Stuart explained his motivations in Paraconsistency and relevance: avoid logical explosions:
When you ask, “What does it do?” what is “it” referring to? Modal logic? Counterfactuals? Stuart’s specific application of modal logic and counterfactuals?
I’ll guess that you mean to ask about the whole apparatus of modal logic. Aside from Stuart’s stated goals—having to do with relevance and reactions to explosion and certain paradoxes, like the liar—modal logics have been used to study provability, knowledge and belief, moral obligation, tense, and action, just to name a few. You might also take a look at Section 3 of Benthem’s book Modal Logic for Open Minds for some applications of modal logic.
Counterfactuals have found special application in causal inference. Lewis’ approach to counterfactuals provides a semantics for the Neyman-Rubin approach to causal inference. (See, for more detail, Glymour’s discussion piece following Holland’s well-known 1986 paper on causal inference.) Pearl takes it a step further by proving that the do() calculus is equivalent to Rubin’s and to Lewis’ approaches.
Your last question is a whole lot harder to answer. Maybe all of these things can be implemented in some way that does not require any modal logic or anything formally equivalent to modal logic. One might try a non-counterfactual approach to causal inference, like that suggested by Dawid, for example. (However, Dawid’s approach is not equivalent to the Neyman-Rubin-Lewis-Pearl approach: they don’t always endorse the same inferences.) I don’t know enough about AI approaches to the other problems to say whether or not modal logics have serious competitors. Maybe you could point me to some further reading(s)?
Wot Wei_Dai said.
I personally think that taking a probabilistic approach to logical truths (and using P(A|B) rather than B→A) is going to be the best way of fixing the Loebian and logical uncertainty problems of UDT. But before doing this, I thought I should at least glance at the work that logicians have been doing, and put it out on Less Wrong, in case someone gets inspired brainwaves from it.

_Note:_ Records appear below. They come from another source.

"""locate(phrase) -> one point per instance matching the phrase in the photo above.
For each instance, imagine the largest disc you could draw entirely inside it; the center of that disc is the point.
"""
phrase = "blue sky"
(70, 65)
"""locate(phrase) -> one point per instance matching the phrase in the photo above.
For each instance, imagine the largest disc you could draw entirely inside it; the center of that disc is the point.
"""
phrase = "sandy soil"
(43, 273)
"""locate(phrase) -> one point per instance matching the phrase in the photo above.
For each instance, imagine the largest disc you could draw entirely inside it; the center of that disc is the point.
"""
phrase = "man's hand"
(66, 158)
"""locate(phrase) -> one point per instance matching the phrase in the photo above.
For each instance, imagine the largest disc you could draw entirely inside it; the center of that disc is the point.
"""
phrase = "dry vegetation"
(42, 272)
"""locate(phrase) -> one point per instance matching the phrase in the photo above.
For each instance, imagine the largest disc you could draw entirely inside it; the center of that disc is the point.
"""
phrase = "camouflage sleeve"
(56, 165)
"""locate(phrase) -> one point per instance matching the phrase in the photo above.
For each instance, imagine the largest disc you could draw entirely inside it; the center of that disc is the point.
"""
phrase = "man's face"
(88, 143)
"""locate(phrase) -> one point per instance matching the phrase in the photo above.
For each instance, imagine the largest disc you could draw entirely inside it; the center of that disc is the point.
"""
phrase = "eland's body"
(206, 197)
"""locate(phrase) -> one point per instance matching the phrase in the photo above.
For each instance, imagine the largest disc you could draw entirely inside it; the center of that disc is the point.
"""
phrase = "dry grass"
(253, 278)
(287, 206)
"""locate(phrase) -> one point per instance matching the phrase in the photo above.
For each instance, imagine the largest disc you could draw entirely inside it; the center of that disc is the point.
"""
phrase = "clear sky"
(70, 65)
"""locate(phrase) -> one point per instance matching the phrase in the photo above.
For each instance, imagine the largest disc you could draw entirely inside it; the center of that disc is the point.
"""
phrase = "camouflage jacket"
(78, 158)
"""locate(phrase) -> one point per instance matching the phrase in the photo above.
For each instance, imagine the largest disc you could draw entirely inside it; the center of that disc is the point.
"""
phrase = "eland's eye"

Paraconsistent logics are weaker than classical logics, so an AI with this has less stuff than a classical AI, so it can solve less. The hope is that it would still be able to solve a lot, and wouldn’t be able to solve the problematic Loebian spurious proofs.
To repeat my complaint here, the problems with UDT are conundrums, not obstacles. Finding workarounds doesn’t obviously explain what was wrong and why workarounds are supposed to work. This would only be useful to the extent a workaround gets understood better than an original prototype.

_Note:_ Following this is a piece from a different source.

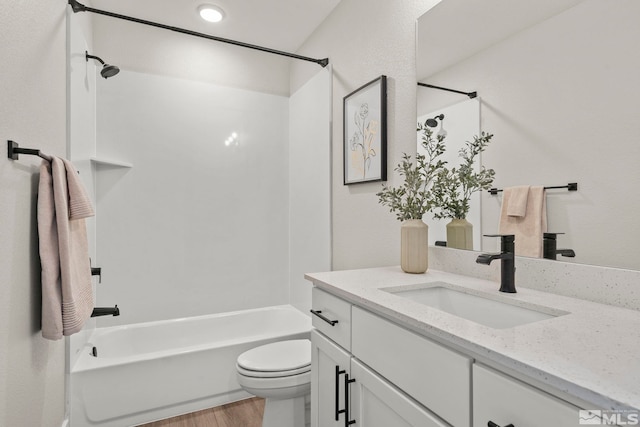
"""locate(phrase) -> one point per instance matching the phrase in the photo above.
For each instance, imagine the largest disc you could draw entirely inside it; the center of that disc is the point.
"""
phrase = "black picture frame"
(365, 133)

What was wrong is that we had yet another version of Russell’s/liar/self-reference paradox. Things reasoning about themselves (even implicitly) causes problems. So looking at systems designed to avoid those paradoxes is probably worth doing.

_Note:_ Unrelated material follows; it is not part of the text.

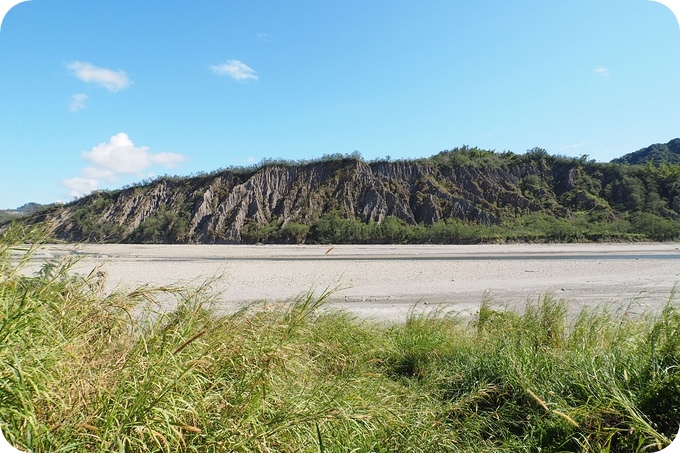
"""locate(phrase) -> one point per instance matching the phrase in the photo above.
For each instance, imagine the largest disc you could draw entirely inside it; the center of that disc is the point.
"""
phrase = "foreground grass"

The distinction I’m making is between techniques designed to avoid problems (refuse to consider the situations that contain them, or reduce the damage they cause, symptomatic treatment) and those allowing to resolve/understand them. For example, Goedel numbering is the kind of technique that significantly clarified what was going on with self-reference paradoxes, at which point you deal with complicated structure rather than confusing paradoxes.